Un vêtement se porte, mais comment porter celui d’une autre personne, qui a été si proche. Comment savoir si cela serait prolonger encore un peu de son existence, lui rendre hommage, ou encore davantage marquer son absence. Pire : s’approprier son existence passée, la faire sienne comme en une sorte de vampirisme. Cela est-il possible ? Il s’agit pourtant d’une chose non douée de vie, un objet. Mais un vêtement me semble plus que cela. Comme une enveloppe, le même mot d’ailleurs pour désigner ce qui entoure, protège et porte une lettre. Adressée à qui, à qui s’adresserait cette enveloppe vide d’une personne qui n’est plus. Que serait le message, où commence et où s’arrête la limite d’une enveloppe… Le corps n’est-il pas lui-même une enveloppe ? Mais il est le contenant qui disparaît avec son contenu, le vivant. En dehors du corps, pourquoi alors reste-t-il un contenant, tant de contenants vides ?

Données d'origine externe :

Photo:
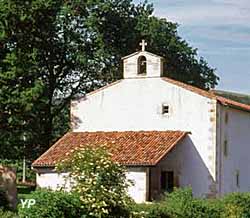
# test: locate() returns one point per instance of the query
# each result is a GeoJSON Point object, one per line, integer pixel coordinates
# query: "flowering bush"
{"type": "Point", "coordinates": [100, 182]}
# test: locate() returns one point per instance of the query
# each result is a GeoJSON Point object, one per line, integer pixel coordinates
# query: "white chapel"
{"type": "Point", "coordinates": [169, 134]}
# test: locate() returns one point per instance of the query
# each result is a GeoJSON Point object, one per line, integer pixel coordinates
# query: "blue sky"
{"type": "Point", "coordinates": [220, 29]}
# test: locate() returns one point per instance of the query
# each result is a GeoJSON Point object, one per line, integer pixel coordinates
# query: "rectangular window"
{"type": "Point", "coordinates": [167, 181]}
{"type": "Point", "coordinates": [165, 109]}
{"type": "Point", "coordinates": [226, 117]}
{"type": "Point", "coordinates": [237, 178]}
{"type": "Point", "coordinates": [225, 148]}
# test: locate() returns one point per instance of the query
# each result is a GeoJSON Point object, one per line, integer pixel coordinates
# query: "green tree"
{"type": "Point", "coordinates": [53, 50]}
{"type": "Point", "coordinates": [101, 183]}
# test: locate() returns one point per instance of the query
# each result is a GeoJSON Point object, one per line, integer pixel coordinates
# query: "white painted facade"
{"type": "Point", "coordinates": [135, 104]}
{"type": "Point", "coordinates": [234, 143]}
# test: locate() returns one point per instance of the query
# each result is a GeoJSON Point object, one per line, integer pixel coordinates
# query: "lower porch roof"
{"type": "Point", "coordinates": [129, 148]}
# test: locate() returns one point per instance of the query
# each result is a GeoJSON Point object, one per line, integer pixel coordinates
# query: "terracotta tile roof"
{"type": "Point", "coordinates": [142, 148]}
{"type": "Point", "coordinates": [209, 94]}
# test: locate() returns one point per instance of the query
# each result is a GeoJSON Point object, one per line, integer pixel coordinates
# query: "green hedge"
{"type": "Point", "coordinates": [53, 204]}
{"type": "Point", "coordinates": [179, 204]}
{"type": "Point", "coordinates": [7, 214]}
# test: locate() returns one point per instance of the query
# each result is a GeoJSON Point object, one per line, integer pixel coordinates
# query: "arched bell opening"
{"type": "Point", "coordinates": [142, 65]}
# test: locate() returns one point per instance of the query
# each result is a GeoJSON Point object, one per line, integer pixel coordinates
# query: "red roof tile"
{"type": "Point", "coordinates": [127, 148]}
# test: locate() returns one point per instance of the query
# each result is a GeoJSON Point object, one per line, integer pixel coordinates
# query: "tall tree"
{"type": "Point", "coordinates": [52, 50]}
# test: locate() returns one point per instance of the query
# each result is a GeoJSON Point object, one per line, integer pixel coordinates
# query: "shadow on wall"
{"type": "Point", "coordinates": [189, 170]}
{"type": "Point", "coordinates": [8, 190]}
{"type": "Point", "coordinates": [75, 122]}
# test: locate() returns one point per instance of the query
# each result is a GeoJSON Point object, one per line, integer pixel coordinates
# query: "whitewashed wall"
{"type": "Point", "coordinates": [235, 129]}
{"type": "Point", "coordinates": [135, 104]}
{"type": "Point", "coordinates": [138, 191]}
{"type": "Point", "coordinates": [188, 167]}
{"type": "Point", "coordinates": [47, 178]}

Porter le vêtement de mon proche serait ajouter du vide au vide : mon corps lui-même étant devenu le contenant d’une absence à moi-même. Ma vie n’ayant eu de cesse à être une quête pour trouver ce qui me ferait sentir vivante. C’est le Tonneau des Danaïdes : J’avance en âge, et c’est comme si mon monde intérieur ne faisait que se rapetisser, se vider toujours davantage. D’illusions quand j’étais enfant en déceptions devenue adulte, à présent c’est l’amorce de la vraie perte. Étant une personne d’âge mûr comme on dit, qui vient de perdre un de ses proches. La seule chose qui ne se perd – pas encore : les mots. Pour dire, pour témoigner. Au fur et à mesure que j’avance vers le néant, l’aboutissement de ma vie comme de toute vie, il reste les mots. Qui prolifèrent et emplissent davantage l’espace, au fur et à mesure que la matière de la vie s’amenuise et se vide. Comme une étrange alchimie.

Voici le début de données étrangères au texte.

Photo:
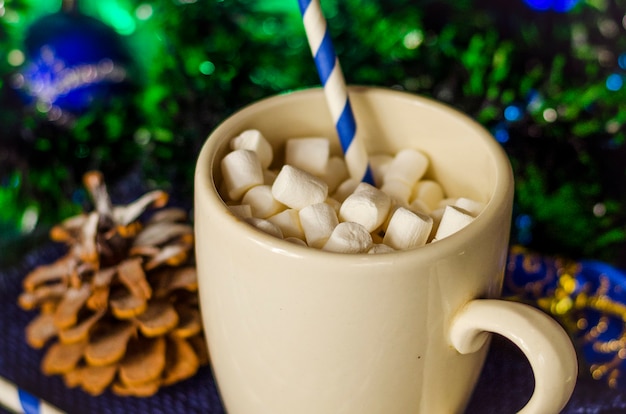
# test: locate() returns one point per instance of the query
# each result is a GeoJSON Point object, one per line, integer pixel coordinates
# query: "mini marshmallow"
{"type": "Point", "coordinates": [243, 211]}
{"type": "Point", "coordinates": [308, 154]}
{"type": "Point", "coordinates": [408, 166]}
{"type": "Point", "coordinates": [265, 226]}
{"type": "Point", "coordinates": [378, 248]}
{"type": "Point", "coordinates": [345, 189]}
{"type": "Point", "coordinates": [399, 191]}
{"type": "Point", "coordinates": [289, 223]}
{"type": "Point", "coordinates": [419, 206]}
{"type": "Point", "coordinates": [269, 176]}
{"type": "Point", "coordinates": [253, 140]}
{"type": "Point", "coordinates": [367, 205]}
{"type": "Point", "coordinates": [336, 205]}
{"type": "Point", "coordinates": [452, 220]}
{"type": "Point", "coordinates": [336, 172]}
{"type": "Point", "coordinates": [262, 202]}
{"type": "Point", "coordinates": [407, 229]}
{"type": "Point", "coordinates": [471, 206]}
{"type": "Point", "coordinates": [436, 216]}
{"type": "Point", "coordinates": [295, 240]}
{"type": "Point", "coordinates": [429, 192]}
{"type": "Point", "coordinates": [349, 237]}
{"type": "Point", "coordinates": [297, 189]}
{"type": "Point", "coordinates": [379, 164]}
{"type": "Point", "coordinates": [318, 222]}
{"type": "Point", "coordinates": [241, 170]}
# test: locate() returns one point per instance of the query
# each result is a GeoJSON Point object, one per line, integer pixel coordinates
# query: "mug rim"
{"type": "Point", "coordinates": [207, 194]}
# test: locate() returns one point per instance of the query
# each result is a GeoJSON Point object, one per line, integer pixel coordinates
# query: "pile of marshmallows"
{"type": "Point", "coordinates": [294, 203]}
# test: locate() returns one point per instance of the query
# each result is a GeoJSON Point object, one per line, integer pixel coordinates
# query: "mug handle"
{"type": "Point", "coordinates": [544, 342]}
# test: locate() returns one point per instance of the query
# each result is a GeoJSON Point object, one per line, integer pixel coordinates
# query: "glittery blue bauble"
{"type": "Point", "coordinates": [561, 6]}
{"type": "Point", "coordinates": [72, 62]}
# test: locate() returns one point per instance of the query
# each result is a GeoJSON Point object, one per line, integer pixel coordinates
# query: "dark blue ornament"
{"type": "Point", "coordinates": [559, 6]}
{"type": "Point", "coordinates": [73, 61]}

Alors les choses s’inversent : le sens qui se perd face à l’impuissance de la matière qui se désagrège et disparaît, se gagne sur un autre plan. Celui symbolique de l’esprit. Tant que reste encore l’esprit – lucide, il peut reconquérir ou du moins maintenir symboliquement ce qui s’est perdu. Face à la sidération et au chagrin de la perte, il faut du temps. Pour que petit à petit cette sorte d’alchimie étrange se produise : tisser les souvenirs passés en un tableau toujours présent. De mots de larmes et de sourires, comme une trame invisible qui se superposerait au décor de la vie, et lui apporterait un nouveau relief. Seul l’amour est capable de ce miracle, et le cœur en chef tisserand d’accomplir cette mission. Il est le tricoteur magique du temps : à partir des mailles défaites, retricoter comme une nouvelle peau au temps, à la vie. Un nouveau vêtement, qui peut alors se superposer jusqu’à se confondre avec le vêtement posé sur cette chaise. Ne dit-on pas que l’on porte un amour…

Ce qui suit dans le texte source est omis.